Tuesday, August 07, 2007

Have I Told You About the New Neighbors?

They don't live next door to us. They're not even in our little townhouse development, or I'd see less humor in the situation. These folks live on the corner of the intersection of the road that leads to our community. Why write about them, you ask? Because they, Gentle Readers, are the reason that Homeowners Associations exist.
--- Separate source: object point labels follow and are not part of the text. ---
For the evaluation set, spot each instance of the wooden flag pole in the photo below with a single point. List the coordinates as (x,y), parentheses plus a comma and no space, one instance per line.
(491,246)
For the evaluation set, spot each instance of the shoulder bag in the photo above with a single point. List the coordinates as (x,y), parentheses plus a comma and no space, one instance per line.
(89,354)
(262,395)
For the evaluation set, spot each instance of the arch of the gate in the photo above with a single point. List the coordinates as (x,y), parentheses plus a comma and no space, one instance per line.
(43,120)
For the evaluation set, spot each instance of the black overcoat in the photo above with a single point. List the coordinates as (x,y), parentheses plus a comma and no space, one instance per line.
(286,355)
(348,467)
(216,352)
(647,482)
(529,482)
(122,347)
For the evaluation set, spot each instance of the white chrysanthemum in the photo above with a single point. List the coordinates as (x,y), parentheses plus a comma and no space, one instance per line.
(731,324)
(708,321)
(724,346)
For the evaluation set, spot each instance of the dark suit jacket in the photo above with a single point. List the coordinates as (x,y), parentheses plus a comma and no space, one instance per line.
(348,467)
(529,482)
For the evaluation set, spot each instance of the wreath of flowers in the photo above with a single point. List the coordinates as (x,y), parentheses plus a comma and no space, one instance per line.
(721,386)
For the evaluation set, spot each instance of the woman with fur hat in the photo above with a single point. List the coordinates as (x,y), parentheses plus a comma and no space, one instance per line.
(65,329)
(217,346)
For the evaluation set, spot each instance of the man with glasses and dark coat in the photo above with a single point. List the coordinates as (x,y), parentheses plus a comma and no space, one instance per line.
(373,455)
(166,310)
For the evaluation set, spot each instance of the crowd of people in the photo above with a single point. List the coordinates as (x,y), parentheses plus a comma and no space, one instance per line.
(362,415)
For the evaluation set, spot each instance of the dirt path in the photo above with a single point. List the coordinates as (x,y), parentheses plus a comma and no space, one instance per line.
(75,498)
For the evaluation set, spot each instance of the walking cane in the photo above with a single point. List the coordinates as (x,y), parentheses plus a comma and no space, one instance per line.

The first tip that they might be less-than-perfect neighbors was the flatbed tow truck. They park it on the shoulder of the road across the street from their home. Now, don't go thinking that I'm a snob. My second eldest brother, we'll call him Mech, is a mechanic, and I've nothing but respect for grease monkeydom as his thorough auto knowledge has helped me out of many a jam.
I'm actually in favor of this tow truck resting in this particular spot because it has stopped cars from illegally whizzing past me on the shoulder of the road while I turn onto my street. However, this isn't the only vehicle nestled 'twixt the white line and the trees lining the road. Four other cars in varying states of disrepair hang out there too. This, too, wouldn't be a big deal, except that this house has a four-car driveway which should be able to contain all of their cars. And there, dear friends, is where the indicators of hillbillyishness begin.

To wit:

1) Half of their carport collapsed, and it took about two months to move the debris. Note that I wrote "move" and not "remove." That's because the miscellaneous shingles, 4" x 4"'s, and bolts have been pushed to the side of the yard.

2) There's a junker of a pick-up truck under the remaining half of the carport. It hasn't been moved for at least a month. And the hood has been up the whole time.

3) A go-kart has recently joined the pick-up truck. This is one vehicle that is actually working, as it buzzed through my parking lot while I was packing the Family Truckster for vacation.

4) A 5' tall metal canister with scary looking stickers all over stands upright in the middle of the parking pad.

5) There's an empty inflatable kiddie pool flopped into the front yard.

6) The lawn is so overgrown that I think guerilla armies are hiding out there.

7) A hick pixie (perhaps teenaged?) has darted across the street, in front of oncoming traffic, to get to the cars parked on the shoulder. Did I mention that she was carrying an infant?

8) I have yet to see one of the men wearing shirts.

If you're a good ol' boy or gal, you might think that I'm hatin' on folks who are working so hard that they don't have time to worry about the homestead. Not so. The bone that I'm picking is with people who are CLEARLY not properly tending to things that need tending -- lawns, deritrus, babies -- in favor of leisurely activities, like drunk go-karting. Plus, now I have to explain to the Boy why we can't have a go-kart in which to zoom around.